В области же игр ума и характера все было не так просто и естественно — нас разделяло множество мелочей, которые не могли сделать совместную жизнь неприемлемой, но разделяли нас тонкой полупризрачной стеной взаимонезависимости в элементарных вещах. Я любил просыпаться на рассвете, чтобы иметь возможность наблюдать восход солнца — это казалось мне столь же естественным, как для другого — завтрак поутру. Эбисс же предпочитал проснуться не раньше полудня, а ощутив, что я поднимаюсь, тут же требовательно притянуть меня к себе для долгих и неторопливых поутру объятий, и столь естественного после них сладкого сна. Я не любил долгих обеденных церемоний — отголосок земного воспитания — меня тяготила торжественная церемонность всех этих перемен блюд; для мальчика же моя манера съесть одно-два максимально простых блюда сидя в кресле или читая какой-нибудь пыльный манускрипт, которых здесь было навалом, казалась совершенно неприемлемой. Было еще много подобных мелочей, которые подчеркивали то, что каждый из нас пришел к этой общности со своим грузом привычек, вкусов, предпочтений — и не собирается отказываться от них даже будучи поставлен перед фактом, что они не являются единственно возможным образом бытия. Пока что это никого не беспокоило: в замке было довольно места, а мы были настолько поглощены наконец-то свершившимся торжеством взаимной доступности, что были удивительно терпимы друг к другу. Но меня пока еще только едва-едва, но все же тревожила эта полупрозрачная тень стеклянной перегородки между нами; а, впрочем, можно сказать, что я забегал вперед, возможно, не по той дорожке, по которой нам предстояло идти вместе.
В области же ума у нас было, пожалуй, только одно главное совпадение предпочтений — мы оба были ориентированы на театральную схематичность отношений, на чуть излишнюю акцентированность монологов и поступков; каждая реплика, поза, жест требовали аудитории. Мы были аудиторией друг для друга и для самих себя. Это удивительным образом объединяло, хотя могло бы порождать отчужденность, основанную на самодостаточности — но нет, мы чувствовали замечательную общность от этой привычки и аплодировали мысленно друг другу, когда разыгрываемая сцена удавалась. В каждой фразе, в каждом объятии было что-то такое, что вызывало смутное ощущение третьего — наблюдающего и оценивающего; и именно от этого все происходящее было особенно удачным и радостным для нас самих. Мы не просто любили друг друга — мы еще и изображали идеальных влюбленных, не просто отдавались друг другу — совершали идеальное во всех отношениях совокупление. В остальном нас разделяло слишком многое — и разница в возрасте, которая в наши годы была еще весьма существенной, и разница темпераментов, да и просто скорости течения внутреннего времени, и культурная база… тут была целиком моя вина, ибо, не будучи воспитан в этой стране, я не мог органически принять ее уклад и образ мыслей.

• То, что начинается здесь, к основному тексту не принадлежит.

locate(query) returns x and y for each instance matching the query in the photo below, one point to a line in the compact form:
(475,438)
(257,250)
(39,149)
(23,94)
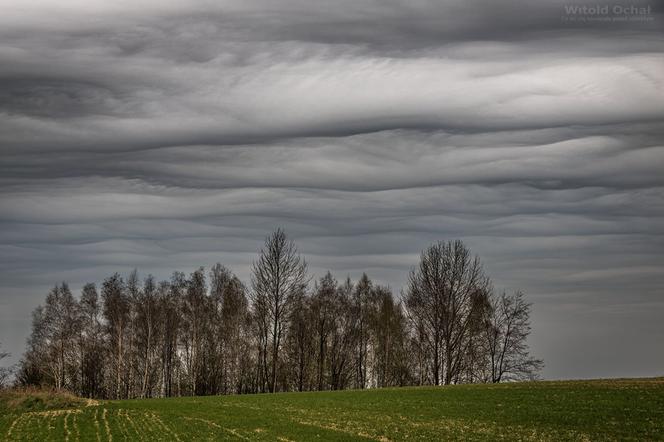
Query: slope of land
(626,409)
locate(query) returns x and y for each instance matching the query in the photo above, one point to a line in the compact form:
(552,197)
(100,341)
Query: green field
(630,409)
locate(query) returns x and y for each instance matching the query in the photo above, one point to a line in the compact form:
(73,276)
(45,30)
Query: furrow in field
(216,425)
(96,421)
(148,427)
(67,430)
(166,428)
(335,427)
(15,423)
(132,424)
(122,424)
(107,427)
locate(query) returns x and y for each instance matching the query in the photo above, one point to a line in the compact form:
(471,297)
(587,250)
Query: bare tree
(276,277)
(91,333)
(507,328)
(440,299)
(5,372)
(322,308)
(175,338)
(116,312)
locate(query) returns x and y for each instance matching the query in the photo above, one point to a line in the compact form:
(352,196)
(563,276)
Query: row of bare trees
(207,333)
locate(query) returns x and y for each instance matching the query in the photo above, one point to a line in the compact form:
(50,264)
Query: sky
(164,135)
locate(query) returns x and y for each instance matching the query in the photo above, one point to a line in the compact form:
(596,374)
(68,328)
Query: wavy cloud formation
(164,135)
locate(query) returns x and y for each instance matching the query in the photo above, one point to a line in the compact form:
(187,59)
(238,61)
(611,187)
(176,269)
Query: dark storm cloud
(169,135)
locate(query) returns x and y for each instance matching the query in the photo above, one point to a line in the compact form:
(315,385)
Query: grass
(624,409)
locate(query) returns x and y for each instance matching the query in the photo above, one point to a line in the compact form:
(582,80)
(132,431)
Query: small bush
(35,399)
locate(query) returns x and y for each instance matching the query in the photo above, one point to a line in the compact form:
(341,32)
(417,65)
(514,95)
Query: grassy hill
(576,410)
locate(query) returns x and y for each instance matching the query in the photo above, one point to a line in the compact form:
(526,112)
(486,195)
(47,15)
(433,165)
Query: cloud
(169,135)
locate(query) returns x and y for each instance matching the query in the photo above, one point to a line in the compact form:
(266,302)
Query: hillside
(572,410)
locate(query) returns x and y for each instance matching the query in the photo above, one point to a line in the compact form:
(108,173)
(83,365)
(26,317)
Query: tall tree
(506,331)
(322,308)
(361,319)
(5,372)
(92,355)
(276,277)
(116,311)
(441,295)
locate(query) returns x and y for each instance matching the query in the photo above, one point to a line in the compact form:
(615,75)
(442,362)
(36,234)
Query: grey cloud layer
(176,134)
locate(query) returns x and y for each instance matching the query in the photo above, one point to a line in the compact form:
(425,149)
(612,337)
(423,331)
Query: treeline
(208,333)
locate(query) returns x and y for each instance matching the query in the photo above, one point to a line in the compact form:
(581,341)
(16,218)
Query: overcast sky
(169,135)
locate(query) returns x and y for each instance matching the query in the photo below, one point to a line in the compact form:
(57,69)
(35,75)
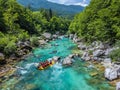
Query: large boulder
(98,53)
(118,86)
(42,42)
(86,56)
(81,46)
(67,61)
(2,57)
(112,72)
(56,58)
(47,35)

Эбисс был великолепно по здешним меркам образован, что в немалой степени означало — гуманитарно образован; литературное и художественное творчество пятнадцати-двадцати веков существования Империи были для него областью наивысшей компетентности. Речь его часто представляла собой набор цитат, обрывков реплик или аллюзий к известным и не очень литературным шедеврам Кхарда; любой костюм мог оказаться не простым порождением его вкуса и фантазии, но отображением какой-то картины, иллюстрации, гобелена — и за этим стоял свой смысл, это должно было о многом говорить мне. Но я оставался глух к таким тонким оттенкам намеков — не в силу душевной тупости или несклонности к созданию особого языка символов, но в силу простого незнакомства с тем, на что делались ссылки и намеки. Мальчика это удивляло и даже задевало; при всем при том я прекрасно улавливал все оттенки смыслов, поз и интонаций, которые не требовали для себя знания литературы — те, которые он придумывал и разыгрывал сам, без оглядки на классические образцы. Так как он умел все то же самое, все время получалось, что у него на целое измерение больше для игры.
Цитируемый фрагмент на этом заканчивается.